The unadjusted prevalence of gametocytemia decreased from 26% (n=103) among ages 1-4 years to 14% (n=96) in those 50 years old or greater (Figure 1). Inversely, the proportion of the total parasite population consisting of gametocytes increased with age from 3% in 1-4 year olds to 8% in ages 50 or more years respectively.

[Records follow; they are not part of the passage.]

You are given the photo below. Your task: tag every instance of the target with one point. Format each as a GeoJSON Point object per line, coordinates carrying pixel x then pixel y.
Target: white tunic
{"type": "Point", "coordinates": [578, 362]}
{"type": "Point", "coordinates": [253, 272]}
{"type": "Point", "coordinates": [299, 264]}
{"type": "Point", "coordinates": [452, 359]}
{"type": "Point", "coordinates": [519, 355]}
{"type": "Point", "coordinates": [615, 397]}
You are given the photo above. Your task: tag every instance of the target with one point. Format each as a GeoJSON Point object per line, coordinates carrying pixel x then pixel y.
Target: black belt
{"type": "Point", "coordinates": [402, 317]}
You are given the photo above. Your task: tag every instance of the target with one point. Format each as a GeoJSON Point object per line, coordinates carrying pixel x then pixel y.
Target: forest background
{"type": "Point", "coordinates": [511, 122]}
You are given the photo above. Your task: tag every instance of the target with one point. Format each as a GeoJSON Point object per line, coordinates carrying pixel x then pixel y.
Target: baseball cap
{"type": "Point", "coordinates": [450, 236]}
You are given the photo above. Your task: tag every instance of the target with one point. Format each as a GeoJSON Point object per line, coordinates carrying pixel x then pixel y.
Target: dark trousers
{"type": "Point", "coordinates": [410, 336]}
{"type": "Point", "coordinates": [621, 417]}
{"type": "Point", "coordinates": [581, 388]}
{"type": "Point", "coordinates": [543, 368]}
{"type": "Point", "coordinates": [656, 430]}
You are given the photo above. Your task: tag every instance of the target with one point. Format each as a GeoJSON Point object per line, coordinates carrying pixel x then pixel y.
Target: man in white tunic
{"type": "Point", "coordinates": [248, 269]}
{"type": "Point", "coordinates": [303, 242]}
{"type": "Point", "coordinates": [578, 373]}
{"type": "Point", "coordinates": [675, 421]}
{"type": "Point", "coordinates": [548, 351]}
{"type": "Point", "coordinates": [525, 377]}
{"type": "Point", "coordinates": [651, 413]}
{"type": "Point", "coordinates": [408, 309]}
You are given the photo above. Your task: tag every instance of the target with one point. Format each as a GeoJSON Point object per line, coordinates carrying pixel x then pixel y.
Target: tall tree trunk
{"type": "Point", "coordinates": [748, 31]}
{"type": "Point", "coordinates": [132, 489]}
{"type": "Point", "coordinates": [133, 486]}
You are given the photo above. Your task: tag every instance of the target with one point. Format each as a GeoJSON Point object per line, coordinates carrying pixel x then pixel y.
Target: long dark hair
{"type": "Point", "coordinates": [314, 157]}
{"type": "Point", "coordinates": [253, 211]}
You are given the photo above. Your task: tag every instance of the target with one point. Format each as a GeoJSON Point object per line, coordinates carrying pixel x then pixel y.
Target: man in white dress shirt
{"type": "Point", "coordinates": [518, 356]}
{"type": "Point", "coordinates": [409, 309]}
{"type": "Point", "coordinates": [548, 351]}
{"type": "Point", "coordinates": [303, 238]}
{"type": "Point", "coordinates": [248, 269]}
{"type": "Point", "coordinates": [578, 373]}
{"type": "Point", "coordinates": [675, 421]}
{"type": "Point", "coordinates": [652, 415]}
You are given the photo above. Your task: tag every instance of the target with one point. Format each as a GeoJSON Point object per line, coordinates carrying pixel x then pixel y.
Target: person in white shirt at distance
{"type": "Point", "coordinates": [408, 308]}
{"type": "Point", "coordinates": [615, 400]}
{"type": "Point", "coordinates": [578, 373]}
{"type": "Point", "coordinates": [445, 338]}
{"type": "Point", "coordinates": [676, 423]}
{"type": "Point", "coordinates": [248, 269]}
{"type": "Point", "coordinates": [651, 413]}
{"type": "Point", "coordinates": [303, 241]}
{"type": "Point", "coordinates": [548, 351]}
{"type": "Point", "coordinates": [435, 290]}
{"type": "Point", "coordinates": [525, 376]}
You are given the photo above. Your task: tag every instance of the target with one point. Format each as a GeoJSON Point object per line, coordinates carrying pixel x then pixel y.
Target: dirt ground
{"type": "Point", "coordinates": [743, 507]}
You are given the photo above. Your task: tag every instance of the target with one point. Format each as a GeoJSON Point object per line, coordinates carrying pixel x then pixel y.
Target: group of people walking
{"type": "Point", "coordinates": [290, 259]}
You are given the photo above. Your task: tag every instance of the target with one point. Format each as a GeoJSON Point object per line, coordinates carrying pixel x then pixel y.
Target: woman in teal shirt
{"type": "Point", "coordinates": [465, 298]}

The average density, represented by the geometric mean of the maximum gametocytemia and mean gametocytemia during days 0 through day 2 were 117 and 66 gametocytes/μL respectively. The density of gametocytes was higher in children compared to adults (Table 2) which was similar to the trend observed with enrollment asexual parasite density (data not shown). In unadjusted analysis, gametocyte densities were similar in western and central India but higher in northeast India in all age categories (Table 2). Adults (age 15 years or more), who were 54% of the study population and among whom 16% carried gametocytes, constituted approximately 44% of the reservoir for potential transmission. School-age children (age 5-15 years), who were 38% of the study population and among whom 20% carried gametocytes, constituted approximately 44% of the reservoir for potential transmission. Young children (age less than 5 years), who were 8% of the study population and among who 27% carried gametocytes, constituted approximately 12% of the reservoir for potential transmission. These estimates did not differ by region except for northeast India where the relative contributions of school-age children and younger children were reversed compared to other regions. These estimates also did not differ whether the maximum or mean gametocyte density was used. Assuming transmission is not gametocyte density-dependent, the unweighted contribution for adults towards potential transmission increased in the total population.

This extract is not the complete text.